Potential Conflicts of Interest

MFS seeks to identify potential conflicts of interest resulting from a portfolio manager’s management of both the Fund and other accounts, and has adopted policies and procedures designed to address such potential conflicts.

The management of multiple funds and accounts (including proprietary accounts) gives rise to conflicts of interest if the funds and accounts have different objectives and strategies, benchmarks, time horizons and fees as a portfolio manager must allocate his or her time and investment ideas across multiple funds and accounts. In certain instances, there are securities which are suitable for the Fund’s portfolio as well as for accounts of MFS or its subsidiaries with similar investment objectives. The Fund’s trade allocation policies may give rise to conflicts of interest if the Fund’s orders do not get fully executed or are delayed in getting executed due to being aggregated with those of other accounts of MFS or its subsidiaries. A portfolio manager may execute transactions for another fund or account that may adversely affect the value of the Fund’s investments. Investments selected for funds or accounts other than the Fund may outperform investments selected for the Fund.
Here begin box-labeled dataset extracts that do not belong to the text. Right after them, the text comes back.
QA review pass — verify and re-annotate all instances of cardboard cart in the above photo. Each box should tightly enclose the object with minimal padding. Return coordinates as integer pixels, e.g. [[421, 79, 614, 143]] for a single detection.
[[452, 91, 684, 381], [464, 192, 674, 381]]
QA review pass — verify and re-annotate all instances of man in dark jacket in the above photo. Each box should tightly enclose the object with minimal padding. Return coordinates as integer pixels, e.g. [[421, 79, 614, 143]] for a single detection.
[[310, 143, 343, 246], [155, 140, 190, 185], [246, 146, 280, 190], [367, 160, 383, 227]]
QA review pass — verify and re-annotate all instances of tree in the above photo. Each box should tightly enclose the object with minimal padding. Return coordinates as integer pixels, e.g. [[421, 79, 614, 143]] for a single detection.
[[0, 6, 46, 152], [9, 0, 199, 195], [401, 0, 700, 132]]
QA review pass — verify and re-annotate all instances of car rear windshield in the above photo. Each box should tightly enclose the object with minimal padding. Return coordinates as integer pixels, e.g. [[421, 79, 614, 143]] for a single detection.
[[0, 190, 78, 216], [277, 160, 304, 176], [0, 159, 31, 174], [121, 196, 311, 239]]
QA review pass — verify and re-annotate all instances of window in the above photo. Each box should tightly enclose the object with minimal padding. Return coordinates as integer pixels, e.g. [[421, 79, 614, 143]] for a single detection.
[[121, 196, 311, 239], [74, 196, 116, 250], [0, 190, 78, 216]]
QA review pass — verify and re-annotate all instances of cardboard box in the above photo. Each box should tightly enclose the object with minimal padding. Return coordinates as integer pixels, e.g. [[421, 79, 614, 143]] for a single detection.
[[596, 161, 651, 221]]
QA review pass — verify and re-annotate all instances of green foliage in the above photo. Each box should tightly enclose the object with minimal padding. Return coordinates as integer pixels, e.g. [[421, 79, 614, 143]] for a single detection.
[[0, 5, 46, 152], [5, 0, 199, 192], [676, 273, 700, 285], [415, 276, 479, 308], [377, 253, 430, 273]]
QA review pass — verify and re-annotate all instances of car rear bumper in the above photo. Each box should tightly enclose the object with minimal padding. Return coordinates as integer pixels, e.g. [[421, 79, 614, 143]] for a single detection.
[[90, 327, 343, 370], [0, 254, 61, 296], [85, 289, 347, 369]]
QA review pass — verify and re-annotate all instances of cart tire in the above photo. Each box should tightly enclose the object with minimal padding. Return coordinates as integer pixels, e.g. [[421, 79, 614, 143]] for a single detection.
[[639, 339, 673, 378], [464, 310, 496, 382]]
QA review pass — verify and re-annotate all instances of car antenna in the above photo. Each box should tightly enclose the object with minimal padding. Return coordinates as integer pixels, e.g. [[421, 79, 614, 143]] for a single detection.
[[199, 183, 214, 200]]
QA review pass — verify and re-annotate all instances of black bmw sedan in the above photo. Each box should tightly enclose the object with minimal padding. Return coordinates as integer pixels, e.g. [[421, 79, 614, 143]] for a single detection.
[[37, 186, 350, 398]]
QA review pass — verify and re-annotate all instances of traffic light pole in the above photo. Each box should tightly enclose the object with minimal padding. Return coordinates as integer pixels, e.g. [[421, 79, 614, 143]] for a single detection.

When two or more clients are simultaneously engaged in the purchase or sale of the same security, the securities are allocated among clients in a manner believed by MFS to be fair and equitable to each. Allocations may be based on many factors and may not always be pro rata based on assets managed. The allocation methodology could have a detrimental effect on the price or volume of the security as far as the Fund is concerned.

MFS and/or a portfolio manager may have a financial incentive to allocate favorable or limited opportunity investments or structure the timing of investments to favor accounts other than the Fund, for instance, those that pay a higher advisory fee and/or have a performance adjustment and/or include an investment by the portfolio manager.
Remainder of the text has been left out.